コメの生産概況
コメはベトナム人の主食であり、また重要な輸出産物である。ドイモイ開始以降の急激な生産量の増加はもっぱら単収の上昇による(図1参照)。北部の紅河デルタと南部のメコンデルタで生産の約7割を占める。北部における稲作は二期作(12〜3月移植→4〜6月収穫の冬春作(乾季作)、7月移植→11月収穫の夏秋作(雨季作))、南部における稲作は三期作(2〜4月の春作、5〜9月の秋作、10〜1月の冬作)である。
かつてコメの恒常的な輸入国だったベトナムは、89年以降コメの輸出国に転じ、今やタイに次ぐコメの輸出国となっている。ドイモイ開始以降、主食であるコメはひたすら量的拡大が求められ、劣等地へも生産拡大が進められた。そのため、肥沃なデルタ地帯では6t/ha以上の生産をあげる一方、山間地や土地条件の悪いところでは2t/ha程度のところもある。
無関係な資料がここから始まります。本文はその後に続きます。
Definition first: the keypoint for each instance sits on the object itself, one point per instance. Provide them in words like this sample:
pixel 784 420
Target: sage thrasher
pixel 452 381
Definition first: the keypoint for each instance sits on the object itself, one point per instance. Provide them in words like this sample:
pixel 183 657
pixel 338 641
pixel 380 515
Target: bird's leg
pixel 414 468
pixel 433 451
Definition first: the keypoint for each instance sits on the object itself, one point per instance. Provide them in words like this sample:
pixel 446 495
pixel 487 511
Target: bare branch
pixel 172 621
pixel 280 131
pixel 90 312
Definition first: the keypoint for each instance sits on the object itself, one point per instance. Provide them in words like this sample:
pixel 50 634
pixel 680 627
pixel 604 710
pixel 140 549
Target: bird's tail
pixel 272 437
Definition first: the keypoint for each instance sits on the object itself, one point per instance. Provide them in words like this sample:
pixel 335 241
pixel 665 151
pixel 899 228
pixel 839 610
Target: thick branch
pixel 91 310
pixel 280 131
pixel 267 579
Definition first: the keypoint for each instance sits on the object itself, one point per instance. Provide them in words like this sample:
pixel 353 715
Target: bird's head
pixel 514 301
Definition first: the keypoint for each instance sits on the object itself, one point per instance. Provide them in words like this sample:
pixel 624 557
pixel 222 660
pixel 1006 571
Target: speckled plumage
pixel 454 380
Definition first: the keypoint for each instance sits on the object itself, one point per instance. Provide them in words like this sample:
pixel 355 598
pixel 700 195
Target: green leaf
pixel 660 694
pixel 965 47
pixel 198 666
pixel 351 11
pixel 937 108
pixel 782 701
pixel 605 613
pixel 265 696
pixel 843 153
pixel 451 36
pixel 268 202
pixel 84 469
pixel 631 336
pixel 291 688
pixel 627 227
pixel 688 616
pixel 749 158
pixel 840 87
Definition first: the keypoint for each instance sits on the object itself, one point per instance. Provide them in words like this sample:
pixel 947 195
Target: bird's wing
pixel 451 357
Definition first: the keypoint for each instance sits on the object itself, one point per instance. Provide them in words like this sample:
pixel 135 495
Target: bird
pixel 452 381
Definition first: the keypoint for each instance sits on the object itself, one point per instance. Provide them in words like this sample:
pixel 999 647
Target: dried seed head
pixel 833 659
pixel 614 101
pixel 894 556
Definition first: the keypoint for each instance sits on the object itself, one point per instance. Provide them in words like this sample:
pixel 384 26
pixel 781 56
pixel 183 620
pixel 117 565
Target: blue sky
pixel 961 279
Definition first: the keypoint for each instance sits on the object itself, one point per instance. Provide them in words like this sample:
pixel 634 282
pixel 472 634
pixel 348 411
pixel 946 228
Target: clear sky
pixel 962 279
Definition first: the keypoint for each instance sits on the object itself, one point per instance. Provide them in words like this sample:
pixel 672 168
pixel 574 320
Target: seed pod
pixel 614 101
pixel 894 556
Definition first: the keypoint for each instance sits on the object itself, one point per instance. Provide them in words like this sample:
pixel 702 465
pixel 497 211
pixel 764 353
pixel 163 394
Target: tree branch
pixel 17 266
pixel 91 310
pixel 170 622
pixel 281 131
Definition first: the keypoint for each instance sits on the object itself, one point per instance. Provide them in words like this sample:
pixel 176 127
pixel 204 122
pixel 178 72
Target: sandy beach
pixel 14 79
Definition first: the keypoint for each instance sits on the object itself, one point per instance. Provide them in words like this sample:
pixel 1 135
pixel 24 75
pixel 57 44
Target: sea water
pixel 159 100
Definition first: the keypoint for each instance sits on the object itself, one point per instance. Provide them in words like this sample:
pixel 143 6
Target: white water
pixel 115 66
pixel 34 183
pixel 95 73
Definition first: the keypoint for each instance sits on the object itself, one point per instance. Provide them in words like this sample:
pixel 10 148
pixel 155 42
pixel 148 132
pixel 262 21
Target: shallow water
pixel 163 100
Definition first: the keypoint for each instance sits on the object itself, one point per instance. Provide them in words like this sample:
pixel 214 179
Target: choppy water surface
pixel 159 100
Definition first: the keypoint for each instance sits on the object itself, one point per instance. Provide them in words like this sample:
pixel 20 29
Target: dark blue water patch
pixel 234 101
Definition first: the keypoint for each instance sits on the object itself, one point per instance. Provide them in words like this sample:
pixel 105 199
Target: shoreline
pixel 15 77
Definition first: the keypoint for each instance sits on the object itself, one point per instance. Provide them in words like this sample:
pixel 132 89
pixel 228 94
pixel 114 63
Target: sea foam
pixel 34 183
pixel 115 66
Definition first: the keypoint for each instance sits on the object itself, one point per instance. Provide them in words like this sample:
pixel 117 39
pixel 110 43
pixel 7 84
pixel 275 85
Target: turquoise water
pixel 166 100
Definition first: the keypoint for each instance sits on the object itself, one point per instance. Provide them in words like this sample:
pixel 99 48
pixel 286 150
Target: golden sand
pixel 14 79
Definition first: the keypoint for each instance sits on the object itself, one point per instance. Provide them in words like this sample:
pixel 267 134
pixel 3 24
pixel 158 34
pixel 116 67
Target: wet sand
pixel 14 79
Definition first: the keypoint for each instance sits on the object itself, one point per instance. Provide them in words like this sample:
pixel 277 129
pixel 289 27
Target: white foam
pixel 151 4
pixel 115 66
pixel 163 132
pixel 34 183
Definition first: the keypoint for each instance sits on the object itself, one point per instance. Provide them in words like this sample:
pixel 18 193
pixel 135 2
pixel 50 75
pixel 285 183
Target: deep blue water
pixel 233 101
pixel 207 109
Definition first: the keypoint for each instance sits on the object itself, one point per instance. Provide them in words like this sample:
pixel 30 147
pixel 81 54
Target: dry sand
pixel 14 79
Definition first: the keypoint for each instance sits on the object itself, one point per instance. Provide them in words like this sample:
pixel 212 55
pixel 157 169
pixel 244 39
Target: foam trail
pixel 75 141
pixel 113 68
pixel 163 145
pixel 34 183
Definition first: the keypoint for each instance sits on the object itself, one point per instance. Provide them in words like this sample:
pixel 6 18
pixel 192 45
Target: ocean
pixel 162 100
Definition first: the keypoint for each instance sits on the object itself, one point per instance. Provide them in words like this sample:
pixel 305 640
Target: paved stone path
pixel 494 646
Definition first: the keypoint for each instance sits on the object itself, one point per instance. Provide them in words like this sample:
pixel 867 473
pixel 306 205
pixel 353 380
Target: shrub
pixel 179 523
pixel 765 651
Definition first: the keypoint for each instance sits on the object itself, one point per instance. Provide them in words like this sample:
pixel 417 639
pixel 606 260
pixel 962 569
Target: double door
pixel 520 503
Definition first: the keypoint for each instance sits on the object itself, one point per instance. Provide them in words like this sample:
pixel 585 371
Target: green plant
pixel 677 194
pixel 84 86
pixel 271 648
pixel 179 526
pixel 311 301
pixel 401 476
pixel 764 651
このようなコメの量的拡大政策は2001年に転換点を迎えた。この年にベトナム農業省は2010年までの食糧安全保障政策を打ち出し、稲作に関しては30万haの減反を実施する一方で、紅河・メコン両デルタに政府の投資を集中させることとなった。この時にコメ政策の転換がなされた背景には、国際的なコメ価格の下落がある。2001年のコメ輸出は、数量では前年比7%増にもかかわらず、金額では6%の低下となった。このため、ベトナム米の品質向上による単価底上げが、量的拡大よりも重要となったのである。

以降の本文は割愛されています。